~ a column about Jefferson by Colleen O’Brien
The sound of summer is lawn mowers. Except earlier this week, when it was chain saws.
The big blow of Sunday night, with varying reports of 50 to 80 mile per hour winds, quickly and messily took down complete halves of trees in my ‘hood, not to mention the big and little branches it unhinged, the flower pots it upended, the lawn chairs it tossed, and one of the garden gloves it took with it.
In the country it mowed down corn and dropped trees on a power line here and there – the chances of an Iowa summer without something crop threatening are slim.
In town, there were branches and neighbors all over the place. Nothing like a disaster, whether minor or major, to bring us out of our cocoon habits. There was quite a bit of mingling and exclaiming, helping one another assess the damage and plenty offerings of advice, rakes and pick-up trucks.
We’ve seen the help-your-neighbor phenomenon happen on TV countless times in the last few years, what with hurricanes Katrina and Sandy, Kansas tornadoes and California fires. Because we live so cozily inside what we consider our secure little homes, I don’t know if it’s more shocking to us than to previous generations, who at least sat on their front porches and knew what Mother Nature had to offer every day; but, really, it was nice to be out and about with neighbors of a pleasant, balmy, after-the-storm morning, even as we were playing pik-pik-pik-up-stix, raking, sawing, sweeping . . . and yakking.

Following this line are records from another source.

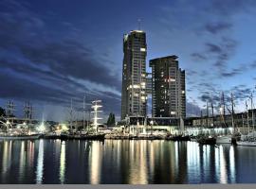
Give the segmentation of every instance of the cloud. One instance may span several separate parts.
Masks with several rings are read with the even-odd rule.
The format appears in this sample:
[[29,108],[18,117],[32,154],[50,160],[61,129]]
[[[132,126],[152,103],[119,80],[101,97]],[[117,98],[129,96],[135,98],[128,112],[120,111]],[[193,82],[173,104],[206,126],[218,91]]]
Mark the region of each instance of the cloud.
[[196,61],[203,61],[208,60],[205,55],[200,53],[192,53],[191,57]]
[[224,30],[231,28],[231,26],[232,25],[230,23],[215,22],[206,24],[205,29],[211,34],[218,34]]
[[[104,112],[119,113],[121,78],[113,61],[94,50],[72,25],[61,31],[17,1],[2,1],[0,11],[0,95],[68,107],[102,99]],[[67,24],[65,24],[67,25]],[[58,33],[58,35],[56,35]]]

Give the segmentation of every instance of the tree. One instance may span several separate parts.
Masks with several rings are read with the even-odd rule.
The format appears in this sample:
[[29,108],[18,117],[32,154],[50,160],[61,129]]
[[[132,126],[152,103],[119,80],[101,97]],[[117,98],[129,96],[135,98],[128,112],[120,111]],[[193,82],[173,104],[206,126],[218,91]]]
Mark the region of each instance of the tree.
[[0,116],[6,116],[6,111],[2,107],[0,107]]
[[116,123],[115,114],[110,112],[107,119],[107,126],[115,126],[115,123]]

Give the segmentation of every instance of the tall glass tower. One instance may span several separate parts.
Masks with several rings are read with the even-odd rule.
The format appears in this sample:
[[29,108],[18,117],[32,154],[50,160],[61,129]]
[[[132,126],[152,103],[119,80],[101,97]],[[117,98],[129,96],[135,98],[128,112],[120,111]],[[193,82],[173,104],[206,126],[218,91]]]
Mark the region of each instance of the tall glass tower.
[[133,30],[123,37],[121,119],[146,116],[146,33]]
[[186,117],[185,70],[177,59],[174,55],[150,60],[154,117]]

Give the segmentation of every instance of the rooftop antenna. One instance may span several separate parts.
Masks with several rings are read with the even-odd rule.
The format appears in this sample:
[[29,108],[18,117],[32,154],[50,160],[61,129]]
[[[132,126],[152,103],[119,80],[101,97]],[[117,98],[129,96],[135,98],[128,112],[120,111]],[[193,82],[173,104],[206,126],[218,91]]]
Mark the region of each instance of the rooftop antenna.
[[141,19],[137,19],[137,26],[138,26],[138,30],[140,30],[140,26],[141,26]]

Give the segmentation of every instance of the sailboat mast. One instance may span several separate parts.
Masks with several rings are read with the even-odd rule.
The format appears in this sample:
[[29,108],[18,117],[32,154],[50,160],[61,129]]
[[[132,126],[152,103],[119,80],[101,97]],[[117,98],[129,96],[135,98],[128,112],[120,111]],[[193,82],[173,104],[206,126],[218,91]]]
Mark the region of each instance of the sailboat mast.
[[242,112],[242,125],[243,125],[243,132],[245,133],[244,112]]
[[207,102],[207,128],[209,127],[209,108],[208,108],[208,102]]
[[232,128],[233,128],[233,134],[235,132],[235,128],[234,128],[234,99],[233,99],[233,94],[231,93],[231,104],[232,104]]
[[247,127],[248,127],[248,134],[249,134],[249,122],[248,122],[248,106],[247,106],[247,101],[246,101],[246,106],[247,106]]
[[70,100],[70,129],[73,133],[73,99]]
[[[211,116],[212,116],[212,127],[214,128],[214,114],[213,114],[213,102],[212,102],[212,97],[211,97]],[[214,130],[214,129],[213,129]]]
[[251,109],[251,122],[252,122],[252,133],[253,133],[253,137],[254,137],[254,113],[253,113],[253,95],[251,93],[251,96],[250,96],[250,109]]
[[224,124],[225,127],[227,128],[227,124],[226,124],[226,107],[225,107],[225,98],[224,98],[224,93],[222,92],[222,102],[223,102],[223,120],[224,120]]
[[83,95],[82,108],[82,128],[85,130],[85,94]]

My backyard, which is mostly prairie plants, looks like an egg beater went through it. But the prairie grasses and fleurs will pop back up; in fact the grasses are already waving outside my window and the cone flowers are bobbing in the breeze. I hear stereo chain saws echoing from neighbors’ damage to the east and the west of me, where big branches tore off big trees, half a tree crashed onto another tree, dead branches lie among the high branches, unreachable.
I fear a few of the neighboring trees will have to be cut down, for they are off kilter, leaning heavily toward houses and streets, a danger to all who pass below them or live beside them. This cutting down of old and venerable trees is a troubling prospect for tree lovers and neighborhoods. My friend Annie calls me a Druid, but I think I was not so much a tree worshiper in some past life but a squirrel; and what squirrel wants to see one of her jungle gyms go the way of firewood? And what neighborhood wants to see three of its majestics felled?
It is now early afternoon, and there’s barely a stray leaf left on a neighborhood parking. The city and the fire department and the utility company were Johnny-on-the-spot last night as the storm moved on. And the denizens of this area of town already have the whole ‘hood cleaned up. We are now back in our boxes doing whatever it is we do in here that so seldom involves our neighbors. “Hello.” “How are you?” “Nice day.” And on we go.
Not that I want disasters — big or small — to occur . . . but a small flummox of weather does make for both an exciting interlude and an interesting morning of bonhomie when we act out rather than simply know the definition of neighborly — congenial, friendly, amicable.
It was nice visiting with y’all, neighbors, after the storm. I’m very sorry about your trees – I sincerely hope the ones that survive remain healthy, however truncated they are now.
And so it goes: life itself and the weather in Iowa – we never know what either will bring us from one day to the next.